Orientations d’aménagement et de programmation : de la qualité urbaine à la crédibilité économique.

Cet article fait suite à l’atelier du 19 juin 2015 animé par le CAUE et le Conseil Départemental, auprès des urbanistes conseillers du département pour débattre autour des OAP et de leur passage à une phase opérationnelle.

C’est l’article L123­1­4 du code de l’urbanisme qui définit le contenu des orientations d’aménagement et de programmation comme comprenant « des dispositions portant sur l’aménagement, l’habitat, les transports et les déplacements ».

L’OAP est outil opposable, qui permet d’engager une démarche pré­-opérationnelle d’urbanisme et de conforter le rôle prépondérant de la collectivité en matière d’aménagement. En effet, elle offre la possibilité d’agir sur un développement raisonné et équilibré de la collectivité, sans se limiter aux seules propositions du marché. Par ailleurs, l’OAP nécessite un engagement politique fort, qui sous entend de la part des élus, un portage précis des objectifs et un travail croisé avec le bureau d’études qui va traduire et rendre pré-opérationnelle ces orientations.

De plus, pour aboutir et tendre vers une opération « réalisable », il faudra du temps de conception, de multiples échanges et il sera indispensable d’anticiper le financement de l’opération.

Les OAP permettent d’enclencher une dynamique de projet et de mieux anticiper l’application opérationnelle du PLU, de travailler sur la programmation en identifiant et en quantifiant les besoins, en abordant les questions de paysage, de mixité, de types et de statuts de logement, de services, de mobilité, de formes et densités urbaines, de déplacements, et de se projeter à moyen terme, avec des échéanciers réalistes.

L’opposabilité aux tiers est un élément de différenciation entre le règlement et l’OAP : ainsi, le règlement s’impose selon un rapport de conformité aux autorisations d’urbanisme, tandis que l’OAP s’oppose à celles-ci selon un rapport de compatibilité.

Engager une démarche pré-opérationnelle oui, mais comment garantir sa réalisation concrète ?

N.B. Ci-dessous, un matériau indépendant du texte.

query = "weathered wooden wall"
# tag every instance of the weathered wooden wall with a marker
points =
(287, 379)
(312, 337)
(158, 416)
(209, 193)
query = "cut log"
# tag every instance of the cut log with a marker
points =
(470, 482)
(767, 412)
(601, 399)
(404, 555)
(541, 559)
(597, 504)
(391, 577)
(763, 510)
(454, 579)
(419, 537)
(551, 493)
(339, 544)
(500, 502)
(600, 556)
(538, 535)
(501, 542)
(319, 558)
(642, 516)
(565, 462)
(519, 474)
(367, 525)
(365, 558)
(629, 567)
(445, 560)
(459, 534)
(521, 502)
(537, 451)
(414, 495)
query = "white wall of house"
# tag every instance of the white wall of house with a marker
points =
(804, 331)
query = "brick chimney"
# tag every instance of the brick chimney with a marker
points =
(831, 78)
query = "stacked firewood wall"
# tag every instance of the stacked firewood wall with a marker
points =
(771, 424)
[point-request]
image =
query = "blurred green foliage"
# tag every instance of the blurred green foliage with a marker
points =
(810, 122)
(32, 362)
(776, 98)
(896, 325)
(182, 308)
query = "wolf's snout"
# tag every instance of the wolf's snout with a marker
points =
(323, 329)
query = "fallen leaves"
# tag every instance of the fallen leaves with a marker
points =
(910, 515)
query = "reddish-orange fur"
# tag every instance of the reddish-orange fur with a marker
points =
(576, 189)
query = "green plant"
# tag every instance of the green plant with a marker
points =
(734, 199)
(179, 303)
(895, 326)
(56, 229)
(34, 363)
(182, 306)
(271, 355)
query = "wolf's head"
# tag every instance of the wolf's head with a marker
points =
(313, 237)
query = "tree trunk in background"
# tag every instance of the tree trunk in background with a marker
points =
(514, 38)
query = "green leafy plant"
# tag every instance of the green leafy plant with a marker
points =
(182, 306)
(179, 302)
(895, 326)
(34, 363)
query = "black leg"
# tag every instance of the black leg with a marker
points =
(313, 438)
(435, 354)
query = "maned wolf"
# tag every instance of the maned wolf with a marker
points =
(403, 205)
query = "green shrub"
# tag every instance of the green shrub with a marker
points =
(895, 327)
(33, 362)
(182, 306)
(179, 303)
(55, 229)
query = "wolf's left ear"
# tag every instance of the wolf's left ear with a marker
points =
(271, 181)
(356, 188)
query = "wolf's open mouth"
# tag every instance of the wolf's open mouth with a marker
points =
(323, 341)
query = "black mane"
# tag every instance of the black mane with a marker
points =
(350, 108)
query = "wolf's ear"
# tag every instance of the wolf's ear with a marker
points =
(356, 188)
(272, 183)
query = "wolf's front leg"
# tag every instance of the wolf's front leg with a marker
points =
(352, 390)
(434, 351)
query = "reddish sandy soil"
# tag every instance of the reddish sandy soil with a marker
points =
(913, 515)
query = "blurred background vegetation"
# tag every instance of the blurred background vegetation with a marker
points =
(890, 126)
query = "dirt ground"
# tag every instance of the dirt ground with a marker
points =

> Prendre en compte la temporalité , la durée entre l’écriture de l’OAP et sa réalisation potentielle

> Laisser une marge de manœuvre au Maitre d’œuvre et au maitre d’ouvrage, en fonction de l’évolution du contexte (économique, juridique, besoins…) ;

> Bien assurer la sensibilisation des élus mais aussi des propriétaires, si le tènement concerné n’est pas communal. (concertation / communication tout au long de la réflexion)

> Vérifier la fiabilité économique des choix pré-opérationnels,

> Fixer des invariants qui garantissent le résultat pour la mise en opérationnalité.

La poursuite de cette thématique pourra trouver des illustrations et des réponses lors de l’atelier, à destination du réseau des professionnels de l’urbanisme, dont le thème général est l’intensification et qui se déroulera le 1er décembre 2015, en co-animation entre la DDT, l’AURG et le CAUE de l’Isère.